Credit Suisse reeling as fears for future mount: German rival Deutsche Bank also in the spotlight


Credit Suisse shares crashed to a record low after attempts by executives to reassure investors over its financial health backfired.

The troubled Zurich-based lender, which dates back to 1856 but has seen its reputation sullied in recent years by a string of scandals, saw its stock tank another 11.5 per cent in early trading yesterday.

The shares later rallied but remain down 55 per cent this year amid growing fears over its finances.

Credit Suisse, which dates back to 1856 but has seen its reputation sullied in recent years by a string of scandals, saw its stock tank another 11.5% in early trading yesterday

Credit Suisse, which dates back to 1856 but has seen its reputation sullied in recent years by a string of scandals, saw its stock tank another 11.5% in early trading yesterday

And the price of its credit default swaps (CDS) – financial instruments bought by investors which effectively act as insurance if a company reneges on its debts – soared.

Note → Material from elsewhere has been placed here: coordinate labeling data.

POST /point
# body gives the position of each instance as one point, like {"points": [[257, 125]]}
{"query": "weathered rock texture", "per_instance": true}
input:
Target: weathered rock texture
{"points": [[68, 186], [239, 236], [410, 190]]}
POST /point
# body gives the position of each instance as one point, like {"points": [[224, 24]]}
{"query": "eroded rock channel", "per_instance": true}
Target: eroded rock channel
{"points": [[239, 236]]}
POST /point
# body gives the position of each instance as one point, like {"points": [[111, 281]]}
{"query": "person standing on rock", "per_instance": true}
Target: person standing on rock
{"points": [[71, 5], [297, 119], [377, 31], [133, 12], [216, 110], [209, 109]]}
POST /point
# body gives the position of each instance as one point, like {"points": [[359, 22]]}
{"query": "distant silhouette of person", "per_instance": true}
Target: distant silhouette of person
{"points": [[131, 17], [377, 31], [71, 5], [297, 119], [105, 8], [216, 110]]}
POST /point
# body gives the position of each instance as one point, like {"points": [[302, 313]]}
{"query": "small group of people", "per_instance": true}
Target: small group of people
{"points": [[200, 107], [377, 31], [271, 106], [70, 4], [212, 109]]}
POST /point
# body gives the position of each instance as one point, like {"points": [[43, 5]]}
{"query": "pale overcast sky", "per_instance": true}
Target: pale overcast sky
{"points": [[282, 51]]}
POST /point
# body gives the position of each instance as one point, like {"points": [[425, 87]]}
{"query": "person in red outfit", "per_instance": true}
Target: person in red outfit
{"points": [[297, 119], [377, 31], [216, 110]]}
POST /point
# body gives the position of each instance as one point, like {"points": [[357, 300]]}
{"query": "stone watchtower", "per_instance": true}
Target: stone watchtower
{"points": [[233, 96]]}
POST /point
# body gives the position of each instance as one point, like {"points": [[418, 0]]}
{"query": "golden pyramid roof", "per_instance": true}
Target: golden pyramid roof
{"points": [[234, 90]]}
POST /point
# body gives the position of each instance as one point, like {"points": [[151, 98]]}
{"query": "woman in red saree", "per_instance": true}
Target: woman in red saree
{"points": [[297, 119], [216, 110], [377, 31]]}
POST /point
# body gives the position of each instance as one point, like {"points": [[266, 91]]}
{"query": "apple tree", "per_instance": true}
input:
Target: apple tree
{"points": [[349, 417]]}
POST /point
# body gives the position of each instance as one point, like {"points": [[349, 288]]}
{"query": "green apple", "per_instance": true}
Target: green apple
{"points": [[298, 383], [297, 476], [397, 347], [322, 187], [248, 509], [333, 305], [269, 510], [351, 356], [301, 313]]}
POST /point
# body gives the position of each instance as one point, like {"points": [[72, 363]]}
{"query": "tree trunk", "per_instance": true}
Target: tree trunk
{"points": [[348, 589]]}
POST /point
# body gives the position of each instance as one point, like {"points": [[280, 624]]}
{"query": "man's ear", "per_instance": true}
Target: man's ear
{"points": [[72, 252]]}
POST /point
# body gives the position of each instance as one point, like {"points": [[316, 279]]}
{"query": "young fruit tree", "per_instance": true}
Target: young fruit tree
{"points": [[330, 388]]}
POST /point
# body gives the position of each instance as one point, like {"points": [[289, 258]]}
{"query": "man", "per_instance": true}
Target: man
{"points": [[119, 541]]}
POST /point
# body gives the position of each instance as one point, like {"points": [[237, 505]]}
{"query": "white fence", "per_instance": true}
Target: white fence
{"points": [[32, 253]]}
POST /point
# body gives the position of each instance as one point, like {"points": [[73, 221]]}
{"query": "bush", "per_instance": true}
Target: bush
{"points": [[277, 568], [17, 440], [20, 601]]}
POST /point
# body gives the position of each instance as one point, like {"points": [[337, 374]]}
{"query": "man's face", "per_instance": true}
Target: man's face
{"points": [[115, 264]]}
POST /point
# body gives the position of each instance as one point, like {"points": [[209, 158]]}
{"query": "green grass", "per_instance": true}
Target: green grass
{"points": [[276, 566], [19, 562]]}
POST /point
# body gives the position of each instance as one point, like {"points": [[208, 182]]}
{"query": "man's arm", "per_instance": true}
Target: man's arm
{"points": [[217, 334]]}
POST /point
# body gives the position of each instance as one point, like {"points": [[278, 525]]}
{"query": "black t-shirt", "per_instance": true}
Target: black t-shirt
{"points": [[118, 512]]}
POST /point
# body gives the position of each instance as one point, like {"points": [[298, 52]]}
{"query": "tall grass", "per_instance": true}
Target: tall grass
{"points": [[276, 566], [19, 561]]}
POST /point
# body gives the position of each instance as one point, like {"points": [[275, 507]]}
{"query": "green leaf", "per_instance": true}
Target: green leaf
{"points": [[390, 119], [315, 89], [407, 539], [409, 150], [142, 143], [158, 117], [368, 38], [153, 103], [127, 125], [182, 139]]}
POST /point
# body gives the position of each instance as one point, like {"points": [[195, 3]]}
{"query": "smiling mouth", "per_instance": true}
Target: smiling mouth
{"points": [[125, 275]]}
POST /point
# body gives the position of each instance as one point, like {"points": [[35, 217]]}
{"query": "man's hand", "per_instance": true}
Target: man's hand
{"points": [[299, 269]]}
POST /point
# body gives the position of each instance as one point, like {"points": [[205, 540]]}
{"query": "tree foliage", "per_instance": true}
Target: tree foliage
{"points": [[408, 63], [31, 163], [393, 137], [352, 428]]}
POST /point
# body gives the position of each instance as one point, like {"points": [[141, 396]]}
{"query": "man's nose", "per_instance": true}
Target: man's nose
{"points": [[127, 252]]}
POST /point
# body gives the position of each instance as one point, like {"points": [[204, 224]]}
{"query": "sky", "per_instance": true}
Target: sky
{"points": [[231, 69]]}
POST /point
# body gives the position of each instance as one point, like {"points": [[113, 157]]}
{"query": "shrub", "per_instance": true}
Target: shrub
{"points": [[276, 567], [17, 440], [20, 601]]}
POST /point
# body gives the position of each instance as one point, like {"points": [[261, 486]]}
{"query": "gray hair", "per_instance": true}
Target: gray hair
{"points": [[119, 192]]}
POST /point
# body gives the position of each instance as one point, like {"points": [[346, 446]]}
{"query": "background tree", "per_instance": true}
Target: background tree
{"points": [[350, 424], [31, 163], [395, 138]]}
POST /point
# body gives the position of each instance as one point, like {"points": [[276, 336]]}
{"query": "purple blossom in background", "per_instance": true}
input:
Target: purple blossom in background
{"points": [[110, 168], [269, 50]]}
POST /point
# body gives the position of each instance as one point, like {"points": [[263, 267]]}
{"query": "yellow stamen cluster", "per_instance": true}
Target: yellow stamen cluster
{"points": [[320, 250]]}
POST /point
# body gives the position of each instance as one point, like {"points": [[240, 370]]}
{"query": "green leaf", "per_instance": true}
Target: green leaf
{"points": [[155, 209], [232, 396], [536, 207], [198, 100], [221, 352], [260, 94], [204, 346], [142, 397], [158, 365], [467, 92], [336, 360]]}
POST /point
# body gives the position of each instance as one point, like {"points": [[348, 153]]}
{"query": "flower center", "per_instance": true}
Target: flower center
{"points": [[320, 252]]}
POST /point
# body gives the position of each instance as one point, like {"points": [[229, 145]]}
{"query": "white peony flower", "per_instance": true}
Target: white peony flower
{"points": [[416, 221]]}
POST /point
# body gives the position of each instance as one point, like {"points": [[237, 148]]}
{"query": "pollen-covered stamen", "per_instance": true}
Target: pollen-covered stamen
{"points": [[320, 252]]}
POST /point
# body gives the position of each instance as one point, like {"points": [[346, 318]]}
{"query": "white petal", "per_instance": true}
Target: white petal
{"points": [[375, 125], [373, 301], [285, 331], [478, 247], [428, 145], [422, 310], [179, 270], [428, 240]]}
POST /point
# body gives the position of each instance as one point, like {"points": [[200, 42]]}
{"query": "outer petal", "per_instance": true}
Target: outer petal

Europe’s financial sector was also rocked by fears over the future of German rival Deutsche Bank, which was forced to pay out £23million last month to settle a lawsuit related to its relationships with paedophile Jeffrey Epstein and several Russian oligarchs.

With financial markets in febrile mood, top executives at Credit Suisse spent the weekend calling up its biggest clients and investors to calm their nerves.

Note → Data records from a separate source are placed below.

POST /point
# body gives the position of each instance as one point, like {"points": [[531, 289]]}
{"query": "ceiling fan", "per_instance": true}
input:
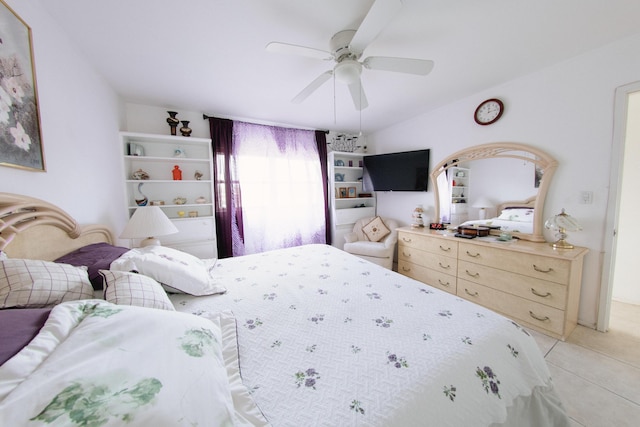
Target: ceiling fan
{"points": [[346, 49]]}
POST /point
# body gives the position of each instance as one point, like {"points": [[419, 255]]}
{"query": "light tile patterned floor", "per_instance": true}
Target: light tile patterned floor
{"points": [[598, 374]]}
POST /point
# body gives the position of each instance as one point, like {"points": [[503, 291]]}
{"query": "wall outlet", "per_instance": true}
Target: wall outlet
{"points": [[586, 197]]}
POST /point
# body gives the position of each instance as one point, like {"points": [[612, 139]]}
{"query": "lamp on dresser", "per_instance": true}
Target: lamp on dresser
{"points": [[482, 203], [146, 223], [562, 223]]}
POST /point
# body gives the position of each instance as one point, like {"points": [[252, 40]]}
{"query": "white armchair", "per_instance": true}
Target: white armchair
{"points": [[381, 252]]}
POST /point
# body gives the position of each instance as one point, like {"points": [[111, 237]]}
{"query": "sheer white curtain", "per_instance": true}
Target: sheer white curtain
{"points": [[280, 180]]}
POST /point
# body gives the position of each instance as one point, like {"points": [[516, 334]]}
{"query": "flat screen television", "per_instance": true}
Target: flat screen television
{"points": [[404, 171]]}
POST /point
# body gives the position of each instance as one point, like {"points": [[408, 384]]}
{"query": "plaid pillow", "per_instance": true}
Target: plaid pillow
{"points": [[375, 230], [123, 288], [34, 283]]}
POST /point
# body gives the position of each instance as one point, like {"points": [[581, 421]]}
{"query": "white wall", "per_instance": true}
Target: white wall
{"points": [[626, 287], [565, 110], [80, 117]]}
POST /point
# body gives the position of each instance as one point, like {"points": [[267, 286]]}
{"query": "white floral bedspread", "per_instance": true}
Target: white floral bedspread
{"points": [[97, 364], [327, 339]]}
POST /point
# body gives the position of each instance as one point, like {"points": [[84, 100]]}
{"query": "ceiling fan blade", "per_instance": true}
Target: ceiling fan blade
{"points": [[358, 96], [319, 81], [380, 14], [293, 49], [421, 67]]}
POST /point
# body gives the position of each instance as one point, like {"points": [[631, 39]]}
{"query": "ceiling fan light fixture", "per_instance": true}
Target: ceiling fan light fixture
{"points": [[348, 71]]}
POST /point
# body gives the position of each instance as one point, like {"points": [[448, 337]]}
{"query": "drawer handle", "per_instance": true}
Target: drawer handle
{"points": [[538, 294], [536, 268], [472, 274], [542, 319]]}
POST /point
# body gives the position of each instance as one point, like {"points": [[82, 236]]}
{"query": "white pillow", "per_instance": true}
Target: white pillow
{"points": [[517, 214], [34, 283], [125, 288], [177, 271]]}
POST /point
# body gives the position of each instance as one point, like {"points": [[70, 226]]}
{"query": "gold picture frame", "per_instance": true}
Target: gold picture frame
{"points": [[20, 131]]}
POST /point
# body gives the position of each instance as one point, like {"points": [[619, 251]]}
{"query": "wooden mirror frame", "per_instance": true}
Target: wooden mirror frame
{"points": [[497, 150]]}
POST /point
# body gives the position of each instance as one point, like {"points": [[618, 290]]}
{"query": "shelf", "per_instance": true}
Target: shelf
{"points": [[165, 159], [167, 181], [196, 234], [145, 137]]}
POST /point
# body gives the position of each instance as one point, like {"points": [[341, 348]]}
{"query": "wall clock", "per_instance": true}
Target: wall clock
{"points": [[488, 111]]}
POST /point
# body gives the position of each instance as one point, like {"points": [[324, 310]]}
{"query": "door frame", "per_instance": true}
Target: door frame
{"points": [[620, 116]]}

And – as reported in The Mail on Sunday – chief executive Ulrich Koerner sent a memo to staff in a bid to reassure them of the bank’s financial stability.

However, he also warned Credit Suisse was at a ‘critical moment’ as he pieces together a restructuring programme due to be announced on October 27. 

Swiss regulator Finma and the Bank of England are monitoring the situation.

Speculation has been swirling that Switzerland’s second-largest bank, which employs more than 5,000 staff in the UK, will have to raise up to £3.7billion to pay for a drastic restructuring plan.

But the share price has been tumbling, as investors worry about where the money will come from.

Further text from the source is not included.